If you reduce the problem statement to an ELF x86 program written in C, with a symbol table
and a complete relocation table (not just the one you get when dynamically linking), then sure it's trivial, you have
almost all the information you need to make an object file (issues like switch jump tables can still crop up in that case). If you don't have that relocation table from `cc -r` however, you'll run into problems.
Without this relocation table on hand, you'll have to recreate it in order to make the section bytes relocatable again. This means analyzing code/data and identifying relocation spots, like you've said. But that `0x00400000` integer constant within an instruction or a word data, is it referring to the function at that address or is it the TOSTOP flag value? Who knows, but each time you get it wrong you'll corrupt four bytes in that object file.

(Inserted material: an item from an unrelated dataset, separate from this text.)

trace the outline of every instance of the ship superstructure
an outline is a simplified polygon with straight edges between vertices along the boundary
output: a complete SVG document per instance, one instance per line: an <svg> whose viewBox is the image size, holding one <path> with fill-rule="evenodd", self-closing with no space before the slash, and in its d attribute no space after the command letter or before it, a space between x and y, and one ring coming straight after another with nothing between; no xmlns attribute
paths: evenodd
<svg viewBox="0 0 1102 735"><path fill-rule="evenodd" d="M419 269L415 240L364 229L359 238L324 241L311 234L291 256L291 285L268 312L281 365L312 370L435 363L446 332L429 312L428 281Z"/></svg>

I'm dealing with one rather gnarly scenario, which is a PlayStation video game without any source code, symbols [1] or linker map, just a bag of bytes in an a.out-like format. The MIPS architecture also happens to be an absolute nightmare to delink code from (one of the many pitfalls for example is the interaction between HI16/LO16 relocation pairs, branch delay slots and linkers with a peephole optimizer).
I've been at it for two years and I've only recently managed to pull it off on the entire game code [2]. Writing out the object file when you have the program bytes, the symbol table and the relocation tables is the easy part. Writing an analyzer that recreates a missing relocation table for the 80% of easy cases isn't too difficult. Squashing out the remaining 20% of edge cases is hard. All it takes is one mistake that affects a code path that's taken for some very exotic undefined behavior to occur in the delinked code.
Delinking with a missing relocation table (and without manually annotating the relocation spots yourself) is a thing that looks easy at first glance, but is deceptively hard to nail all of the edge cases. I'd gladly be proven wrong, but if you do have the full, original relocation table on hand then you're cheating with `cc -r` on code you just built yourself. Almost no real-world artifact spotted in the wild one would care about is ever built with that flag.
[1] I did end up recovering lots of data out of a leftover debugging symbols file from an early build later on, but that's a story for another time.
[2] Note that I'm working on top of a Ghidra database that contains symbols, type definitions and references, so the bulk of analysis is actually performed upstream of my tooling. Even then, the MIPS relocation synthesizer is a thousand lines of absolute eldritch horrors, but I do acknowledge that the x86 relocation synthesizer I have is quite tame in comparison.